Besides Travel Team receiving a commission on each trip, they also place a surcharge per student going on the trip.  

“It seemed asinine to go through this process [and face this surcharge]… when we could be booking it ourselves,” Plewinski explained.

Plewinski then described a meeting between administration and USA.

“[T]o say that [administration] did a good job of explaining this to us would be a total disservice to what actually happened,” Plewinski said. “I asked why we were never approached about [Travel Team] and why we had to go through the company.  It got to the point where the woman from Human Resources at the time asked to move to a different question.”

Plewinski said that the meeting with administration did not solve the problems students were having with Travel Team.  As a result of the continuing conflict, Plewinski said that current Vice President for Student Affairs Dr. Mangione asked him to write a letter expressing his concerns.

“I wrote about how we had an issue with things not being booked, [administration] not telling us or asking us, all of the extra charges, […] not making the reservation until way later, and making us all pay more–an issue of which is still recurring,” said Plewinski.

Plewinski claims that Canisius, for perhaps as long as a year, began offsetting the surcharge, but that the surcharge is now back.

Plewinski also raised the point of asking where the benefits go.  

“[S]omebody’s collecting the miles from these things,” said Plewinski. “Somebody’s collecting the points from the hotels, somebody’s collecting whatever reward or benefit.  That’s not coming back to the students.  It should be, because that’s what it was built as, so where’s it going?  Is it going to the College? Because that’s not right, their tax dollars didn’t pay for that; our student tax dollars paid for that.”  

Plewinski also questioned why the College doesn’t trust its adult students to be booking these flights and making these decisions.  

“We’re students,” said Plewinski.  “We can handle it.  We’re in college.  That was almost the most insulting part of it.  Like, you don’t think we can do this? I don’t think that’s their angle though, honestly, I think it’s just something to make money off of.  I think that [Travel Team] saw an opportunity and they went for it.”  
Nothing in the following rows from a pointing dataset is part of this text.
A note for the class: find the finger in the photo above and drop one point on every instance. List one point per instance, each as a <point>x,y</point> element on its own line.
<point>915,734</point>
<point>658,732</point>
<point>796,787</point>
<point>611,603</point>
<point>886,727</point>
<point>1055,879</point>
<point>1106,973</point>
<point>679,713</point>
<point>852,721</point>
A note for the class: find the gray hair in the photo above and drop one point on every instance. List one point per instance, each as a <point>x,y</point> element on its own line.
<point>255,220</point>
For what it’s worth, many students have also, unofficially, endorsed the idea that club leaders working with their respective advisor and executive board, as well as Student Life, would able to plan and schedule a trip without the help of an outside company.

“I don’t think there’s any miscommunication between the students and administration,” said Plewinski towards the end of the interview.  “Everybody knows exactly what’s going on, and whoever wants to shine a light on it is going to be subjected to criticism–but you have to be willing to go through it to get it done. [Not changing something that’s broken] says a lot about the institution.”
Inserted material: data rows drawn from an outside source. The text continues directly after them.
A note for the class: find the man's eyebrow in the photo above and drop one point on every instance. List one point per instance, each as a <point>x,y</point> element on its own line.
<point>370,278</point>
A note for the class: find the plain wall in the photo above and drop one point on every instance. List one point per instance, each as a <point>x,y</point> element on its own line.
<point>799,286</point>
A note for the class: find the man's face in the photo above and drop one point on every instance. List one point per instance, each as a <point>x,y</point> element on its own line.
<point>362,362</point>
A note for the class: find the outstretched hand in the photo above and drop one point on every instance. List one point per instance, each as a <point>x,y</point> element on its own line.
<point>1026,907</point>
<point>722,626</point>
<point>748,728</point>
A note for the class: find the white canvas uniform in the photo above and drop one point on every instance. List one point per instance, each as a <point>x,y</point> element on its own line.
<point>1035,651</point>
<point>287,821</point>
To continue from last week’s article, use of the Travel Team seems like it too often results in exorbitant expenses, which Plewinski speculates are designed to generate a higher commission.  This observation is on top of the hotel mishaps in bookings, along with various other missteps which certain clubs have claimed cause more harm than good.  These seeming Travel Team problems are not new and, as evidenced by Plewinski, have been a problem since their inception in 2012. Students, as tuition payers, have a right to hold the administration accountable for any harm it is causing clubs and, ultimately, the College as a whole.  Only students are able to spend these allotted student tax dollars for clubs, so students have a right to know whose pockets their money is going into.